Donc... restez attentif à tout ce qui concerne les achats obligataires de la part des pays émergents. Si la Chine (ou tout autre constituant des fameux "BRIC") commence à acheter moins de titres occidentaux, voire à les vendre... ce sera à mon avis le signal du "Tous aux abris !"
2ème crise possible
A défaut du monde entier...
le krach pourrait concerner "seulement"
la zone euro
Nous entrons là dans une hypothèse beaucoup plus probable que la précédente... parce qu'elle implique une solution que les marchés réclament depuis longtemps à cor et à cri :
Le recours à la planche à billets, bien sûr ! Quelle que soit la forme que prendrait cette "monétisation de la dette" (le terme poli pour "planche à billets"), le résultat serait le même, selon nos spécialistes :
La crédibilité anti-inflationniste de la BCE serait largement entamée... et nous verrions donc se produire une remontée des rendements longs des pays jugés les plus "vertueux" (France et Allemagne).
Si c'est ce scénario qui se concrétise, le choc serait moins violent que dans l'hypothèse d'un krach obligataire généralisé.
Les calculs mènent toutefois à des pertes allant de 7,66 milliards d'euros à 44,97 milliards d'euros -- ce dernier montant concernant une fois encore un assureur très exposé à la dette française et allemande.
Donc... une monétisation de la dette arrangerait les marchés et permettrait d'"acheter du temps", mais elle ne réglerait pas les problèmes de fond. Entre risques d'hyperinflation et grave perte de crédibilité pour les autorités des pays européens, le secteur bancaire et de l'assurance serait une fois de plus en première ligne. Suivez de près ce qui se dit lors des différents sommets européens.
3ème crise possible
Délitement de la périphérie de la zone euro
Les autorités refusent jusqu'à présent d'envisager une telle possibilité... mais avec l'aggravation de la situation en Grèce, il nous a semblé plus sage -- et plus réaliste -- de consacrer l'un de nos scénarios à un tel cas de figure.
Il se pourrait en effet que certains pays décident de quitter la zone euro (ou y soient forcés), surtout à la périphérie ; la Grèce bien entendu, mais le Portugal pourrait lui aussi être un candidat potentiel,.
Un tel scénario pourrait se produire suite à une crise sociale aggravée -- et tout ce qui va avec : élections anticipées, arrivée d'un gouvernement populiste qui décide la sortie de la zone euro, etc.
Il y aurait une conséquence qui vous toucherait de très près, si les choses se passent comme nous le prévoyons : les pays sortant de la zone euro devraient alors subir une très forte décote sur leurs titres d'Etat, qui pourrait aller jusqu'à 100% (rappelons que la Grèce en est déjà à 50%... officiellement).
Les banques et compagnies d'assurance subiraient ces décotes de plein fouet. Votre assurance-vie face à la crise, les pertes totales suite à un tel scénario pourraient grimper jusqu'à 55,75 milliards d'euros pour l'une des compagnies que nous avons "stressées" -- dont 10,2 milliards d'euros dus rien qu'à l'exposition aux pays de la périphérie européenne.

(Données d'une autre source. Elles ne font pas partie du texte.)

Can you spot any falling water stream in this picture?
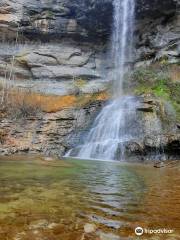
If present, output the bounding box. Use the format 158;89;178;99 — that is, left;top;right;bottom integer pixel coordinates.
67;0;140;160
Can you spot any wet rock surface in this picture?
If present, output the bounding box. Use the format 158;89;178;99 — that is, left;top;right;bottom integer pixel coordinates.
0;102;102;156
0;0;180;159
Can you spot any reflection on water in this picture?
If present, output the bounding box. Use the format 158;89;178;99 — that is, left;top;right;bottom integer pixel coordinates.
0;157;180;240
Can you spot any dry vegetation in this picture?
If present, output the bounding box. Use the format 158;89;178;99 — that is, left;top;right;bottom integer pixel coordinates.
0;86;109;119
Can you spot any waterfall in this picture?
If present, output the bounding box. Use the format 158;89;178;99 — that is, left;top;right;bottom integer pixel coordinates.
111;0;135;96
68;0;139;160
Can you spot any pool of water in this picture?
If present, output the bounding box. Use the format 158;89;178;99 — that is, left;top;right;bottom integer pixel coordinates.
0;156;180;240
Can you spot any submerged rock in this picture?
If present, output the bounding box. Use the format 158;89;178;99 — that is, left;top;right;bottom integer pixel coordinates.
84;223;97;233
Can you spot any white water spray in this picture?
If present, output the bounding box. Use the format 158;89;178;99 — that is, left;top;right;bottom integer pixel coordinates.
68;0;139;160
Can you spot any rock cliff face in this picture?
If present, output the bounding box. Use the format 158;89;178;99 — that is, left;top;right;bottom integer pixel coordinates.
0;0;180;161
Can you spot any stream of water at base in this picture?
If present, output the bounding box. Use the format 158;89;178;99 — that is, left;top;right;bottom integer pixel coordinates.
0;156;180;240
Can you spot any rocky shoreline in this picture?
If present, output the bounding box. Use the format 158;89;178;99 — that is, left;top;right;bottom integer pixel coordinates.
0;0;180;161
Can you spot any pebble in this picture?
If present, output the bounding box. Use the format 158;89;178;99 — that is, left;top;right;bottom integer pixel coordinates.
84;223;97;233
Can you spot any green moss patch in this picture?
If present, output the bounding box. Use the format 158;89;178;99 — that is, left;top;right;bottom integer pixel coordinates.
133;64;180;120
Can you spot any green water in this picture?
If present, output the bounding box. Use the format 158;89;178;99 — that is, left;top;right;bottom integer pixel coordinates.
0;156;180;240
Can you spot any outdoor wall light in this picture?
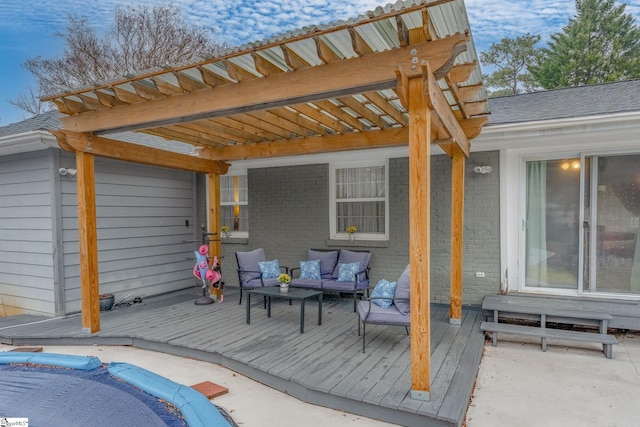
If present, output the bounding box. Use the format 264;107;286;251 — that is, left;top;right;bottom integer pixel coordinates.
58;168;78;176
473;166;493;175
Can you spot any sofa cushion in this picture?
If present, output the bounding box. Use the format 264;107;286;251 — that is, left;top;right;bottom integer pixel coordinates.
357;301;411;326
394;264;411;314
336;262;360;282
371;279;396;308
300;259;320;280
333;249;371;280
307;249;338;279
258;259;280;279
236;248;266;282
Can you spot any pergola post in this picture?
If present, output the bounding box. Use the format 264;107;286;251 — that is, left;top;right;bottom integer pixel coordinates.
207;172;222;301
406;72;431;400
76;151;100;333
449;150;466;325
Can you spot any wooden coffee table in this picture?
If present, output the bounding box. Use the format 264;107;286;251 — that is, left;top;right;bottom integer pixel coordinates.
246;286;322;334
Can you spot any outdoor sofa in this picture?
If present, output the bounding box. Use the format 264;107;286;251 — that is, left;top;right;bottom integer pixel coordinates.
290;249;371;311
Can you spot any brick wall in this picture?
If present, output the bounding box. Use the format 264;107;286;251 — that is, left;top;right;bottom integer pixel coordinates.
222;152;500;304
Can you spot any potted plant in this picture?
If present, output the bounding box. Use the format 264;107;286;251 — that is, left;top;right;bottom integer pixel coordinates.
278;273;291;292
346;225;358;241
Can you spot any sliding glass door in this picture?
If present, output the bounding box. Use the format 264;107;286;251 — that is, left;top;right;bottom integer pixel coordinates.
521;154;640;295
584;154;640;294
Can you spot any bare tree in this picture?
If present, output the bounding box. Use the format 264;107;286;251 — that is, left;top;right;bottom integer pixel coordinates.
8;87;54;116
10;5;229;112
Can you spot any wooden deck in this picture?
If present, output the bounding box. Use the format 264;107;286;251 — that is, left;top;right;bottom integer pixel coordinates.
0;289;484;426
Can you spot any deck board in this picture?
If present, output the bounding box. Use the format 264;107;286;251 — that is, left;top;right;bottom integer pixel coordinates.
0;288;483;426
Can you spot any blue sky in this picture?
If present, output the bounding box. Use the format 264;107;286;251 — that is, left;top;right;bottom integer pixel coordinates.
0;0;640;126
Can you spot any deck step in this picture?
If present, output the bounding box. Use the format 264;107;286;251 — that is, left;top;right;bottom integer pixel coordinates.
480;322;619;344
482;298;613;320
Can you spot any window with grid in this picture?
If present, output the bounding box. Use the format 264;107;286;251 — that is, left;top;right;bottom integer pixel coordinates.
220;175;249;237
330;161;389;240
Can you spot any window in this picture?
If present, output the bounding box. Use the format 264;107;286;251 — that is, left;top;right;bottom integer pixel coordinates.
330;160;389;240
220;175;249;237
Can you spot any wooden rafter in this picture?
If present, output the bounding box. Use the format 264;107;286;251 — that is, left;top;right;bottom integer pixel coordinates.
200;128;407;161
62;34;467;136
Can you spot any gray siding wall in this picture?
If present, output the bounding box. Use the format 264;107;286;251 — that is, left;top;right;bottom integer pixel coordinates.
0;150;57;316
218;152;500;304
61;155;199;313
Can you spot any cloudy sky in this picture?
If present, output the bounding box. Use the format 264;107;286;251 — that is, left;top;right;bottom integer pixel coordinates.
0;0;640;126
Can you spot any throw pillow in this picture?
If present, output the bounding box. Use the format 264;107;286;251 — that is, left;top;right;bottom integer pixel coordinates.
336;262;360;282
300;259;320;280
371;279;396;308
258;259;280;279
394;265;411;314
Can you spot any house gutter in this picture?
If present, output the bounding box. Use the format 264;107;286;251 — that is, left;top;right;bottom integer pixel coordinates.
0;130;60;156
471;111;640;151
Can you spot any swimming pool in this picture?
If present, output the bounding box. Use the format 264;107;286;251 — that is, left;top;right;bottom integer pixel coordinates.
0;352;232;427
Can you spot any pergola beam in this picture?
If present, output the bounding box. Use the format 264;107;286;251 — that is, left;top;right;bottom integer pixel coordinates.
51;130;230;174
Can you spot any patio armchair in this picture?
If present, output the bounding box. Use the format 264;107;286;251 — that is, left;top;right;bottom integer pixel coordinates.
236;248;289;304
357;265;411;353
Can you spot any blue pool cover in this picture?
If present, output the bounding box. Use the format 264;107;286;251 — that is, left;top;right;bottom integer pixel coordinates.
0;352;231;427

Donc... mieux vaut ne pas quitter des yeux les événements qui se passent en Grèce, ainsi que les négociations entre l'Union européenne et les organismes privés sur la dette grecque. Attention aussi au Portugal, d'où se font entendre d'inquiétants craquements, depuis quelques temps.
4ème crise possible
Un enlisement long, lent et paralysant
"Cette hypothèse est la plus optimiste de toutes celles que nous avons étudiées. Elle pourrait se produire si les divers pays de l'Union parvenaient à un accord de mutualisation de leurs dettes, sous une forme ou sous une autre.
On pourrait par exemple assister à la mise en place d'une agence européenne globale (au lieu des émetteurs nationaux actuels) chargée des émissions obligataires pour les besoins de refinancement de tous les pays de la zone euro.
Pour l'instant, malheureusement, une telle option nous semble assez lointaine, car l'Allemagne -- qui tient désormais les cordons de la bourse -- y fait obstinément barrage.
On peut la comprendre : un tel système lui coûterait très cher. L'Allemagne craint également plus que tout l'hyperinflation -- un traumatisme gravé dans la mémoire collective depuis la République de Weimar...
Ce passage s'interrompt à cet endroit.